Formó parte del primer gobierno posterior a la muerte de Franco en calidad de ministro de Trabajo, cargo que ocupó desde el 11 de diciembre de 1975 hasta el 7 de julio de 1976.[44]​ Algún autor ha sugerido que este nombramiento tuvo parte de reconocimiento por su anterior participación en las negociaciones con Marruecos.[48]​ Sin embargo, la situación laboral que se encontró Solís era muy complicada. Con los efectos de la crisis del petróleo de 1973, la economía española se resintió notablemente. Durante los primeros meses de 1976 las fuerzas sindicales de la oposición emprendieron una importante campaña de movilizaciones y huelgas que llegaron a sumar un total 17 731 huelgas.[49]​ En este contexto se produjeron los Sucesos de Vitoria, durante los cuales varios obreros resultaron muertos por la represión policial. Abandonó su puesto tras el cese del gobierno Arias en julio de 1976. Desde entonces abandonó la vida política y se concentró en la actividad empresarial. Falleció en su domicilio particular de Madrid el 30 de mayo de 1990.[50]​ Fue enterrado en el cementerio de su localidad natal.[51]

Contrajo matrimonio con Ana María Rodríguez Sedano-Bosch, con la que tuvo catorce hijos.[52][f]

Amigo del coronel Enrique Herrera Marín —agregado militar de España en Buenos Aires—, Solís colaboró con este en las gestiones para el traslado a España del presidente argentino exiliado Juan Domingo Perón.[53]​ En 1961 Perón finalmente se asentó en suelo español, contando con la asistencia del gobierno franquista.[54]

Durante los años de la dictadura franquista Solís llegó a ser presidente del Comité Internacional para la Defensa de la Civilización Cristiana.[55]

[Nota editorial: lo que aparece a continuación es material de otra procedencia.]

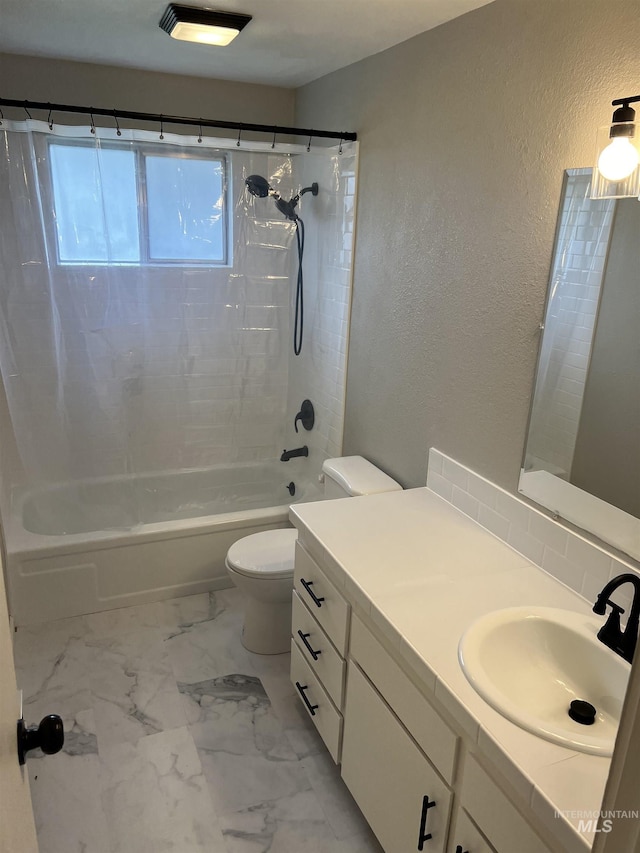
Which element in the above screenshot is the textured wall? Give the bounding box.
[0,53,295,136]
[297,0,640,491]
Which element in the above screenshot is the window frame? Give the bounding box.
[47,136,231,269]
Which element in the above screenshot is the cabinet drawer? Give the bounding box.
[291,640,342,764]
[293,542,349,656]
[349,616,458,784]
[291,591,346,708]
[342,661,452,853]
[447,808,496,853]
[461,755,550,853]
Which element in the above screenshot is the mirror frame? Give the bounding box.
[518,169,640,560]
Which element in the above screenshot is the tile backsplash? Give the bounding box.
[427,448,640,609]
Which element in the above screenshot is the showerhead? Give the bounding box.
[245,175,271,198]
[245,175,318,222]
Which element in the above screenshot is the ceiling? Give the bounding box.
[0,0,491,88]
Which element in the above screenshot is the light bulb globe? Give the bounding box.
[598,136,640,181]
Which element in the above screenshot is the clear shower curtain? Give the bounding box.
[0,121,344,524]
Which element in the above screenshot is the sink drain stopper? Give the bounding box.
[567,699,596,726]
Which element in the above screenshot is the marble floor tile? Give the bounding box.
[220,791,383,853]
[302,750,376,839]
[100,727,225,853]
[26,711,111,853]
[163,591,256,683]
[178,674,310,814]
[15,588,380,853]
[88,629,186,745]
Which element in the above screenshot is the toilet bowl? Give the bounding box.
[225,456,402,655]
[225,529,298,655]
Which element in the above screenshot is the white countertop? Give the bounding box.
[290,488,610,853]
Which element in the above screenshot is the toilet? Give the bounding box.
[225,456,402,655]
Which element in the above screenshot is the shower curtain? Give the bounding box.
[525,169,615,479]
[0,121,356,524]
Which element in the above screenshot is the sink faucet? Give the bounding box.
[280,444,309,462]
[593,573,640,663]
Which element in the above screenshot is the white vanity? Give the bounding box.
[290,488,610,853]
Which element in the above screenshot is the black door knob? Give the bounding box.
[18,714,64,764]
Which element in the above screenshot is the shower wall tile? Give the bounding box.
[287,146,357,471]
[1,145,356,492]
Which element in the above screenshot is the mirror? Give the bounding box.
[519,169,640,559]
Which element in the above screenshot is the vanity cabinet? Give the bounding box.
[291,524,561,853]
[342,661,452,853]
[291,542,351,764]
[454,755,551,853]
[447,808,498,853]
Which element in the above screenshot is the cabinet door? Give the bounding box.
[447,808,496,853]
[342,661,451,853]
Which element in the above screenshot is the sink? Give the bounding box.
[458,607,631,756]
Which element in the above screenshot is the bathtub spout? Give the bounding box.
[280,444,309,462]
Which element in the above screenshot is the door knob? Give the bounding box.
[18,714,64,764]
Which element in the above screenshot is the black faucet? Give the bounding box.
[593,573,640,663]
[280,444,309,462]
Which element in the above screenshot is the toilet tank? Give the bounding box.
[322,456,402,498]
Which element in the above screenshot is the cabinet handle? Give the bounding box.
[300,578,324,607]
[296,681,319,717]
[298,629,322,660]
[418,796,438,853]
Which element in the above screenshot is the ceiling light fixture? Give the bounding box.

Durante los años del franquismo, José Solís hizo célebre la frase «más deporte y menos latín».[56]​ El origen de la frase está en un discurso que pronunció en julio de 1975, en el que señaló que debían dedicarse más horas al deporte en las escuelas aunque «fuera a costa de dar menos latín».[57]​ En relación con ella, se atribuye al catedrático universitario Adolfo Muñoz Alonso una respuesta que habría dado a Solís ante la pregunta de para qué servía la enseñanza de una lengua muerta: «Por de pronto, señor ministro, para que a su Señoría, que ha nacido en Cabra, le llamen egabrense y no otra cosa».[58]